(no subject)

Jan 07, 2007 14:08

I've been switching between reading about post-narrative art and topology.

I NEED to get back together with MICA, but not because I love him.  It's only because I miss the sex.

I HAVE A SHOW COMING UP THIS AUGUST
CURRENT GALLERY
"END WISE"

TIME IS GOOD
TIME IS GREAT
BLESS THIS DAY
OUR MINDS CREATE

Download applications for my show at current's website by Jan. 12th, ok?
Don't worry, I'll remind you

And now for the people who care:

I've decided to start paying someone to listen to me talk about the more fucked-up parts of my life which I hope I've spared all of you from knowing about.  Most of it has to do with my dad to whom I have perhaps prematurely though rightfully decided to call 'estranged'.  I've forgotten so much about what drove me so crazy living with him until my mom came to visit.  Listening to her talk about the things he's said and done to her made me feel like my heart was going to stop.  He's a narcissistic sociopath and that's not even the least of it.
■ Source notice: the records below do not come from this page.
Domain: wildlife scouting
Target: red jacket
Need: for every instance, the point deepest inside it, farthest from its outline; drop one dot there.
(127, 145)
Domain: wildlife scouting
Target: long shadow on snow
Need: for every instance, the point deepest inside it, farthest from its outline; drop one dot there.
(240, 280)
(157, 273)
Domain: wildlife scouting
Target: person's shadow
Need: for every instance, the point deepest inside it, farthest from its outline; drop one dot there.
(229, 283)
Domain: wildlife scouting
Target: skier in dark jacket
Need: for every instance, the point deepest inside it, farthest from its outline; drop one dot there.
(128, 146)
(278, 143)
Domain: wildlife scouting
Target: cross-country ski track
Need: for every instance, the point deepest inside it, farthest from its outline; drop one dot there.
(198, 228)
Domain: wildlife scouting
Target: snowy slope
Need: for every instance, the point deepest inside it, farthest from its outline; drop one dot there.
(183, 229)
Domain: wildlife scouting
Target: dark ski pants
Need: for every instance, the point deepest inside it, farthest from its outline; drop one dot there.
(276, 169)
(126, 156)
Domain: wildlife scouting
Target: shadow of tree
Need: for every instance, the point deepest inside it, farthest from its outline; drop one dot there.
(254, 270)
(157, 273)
The funniest thing about this is, on the DAY I decide to start going to therapy, literally as I was walking out of the clinic doors, my aunt, his sister, calls me to tell me they're passing through Baltimore and they want to visit me.  This is also the day after the night I finally admit to myself that I hate my dad and I don't want anything to do with his side of the family ever again, if I can help it.  So I spend most of this weekend flipping out that my dad is passing through Baltimore wanting to see me.  I felt like I was breaking out in hives just imagining him in my apartment, scrutinizing the safe-haven I've created for myself.  I feel like I'm ready to scream just thinking about it.  My aunt left me a voice mail.  I didn't call them back and I don't intend on talking to any of them.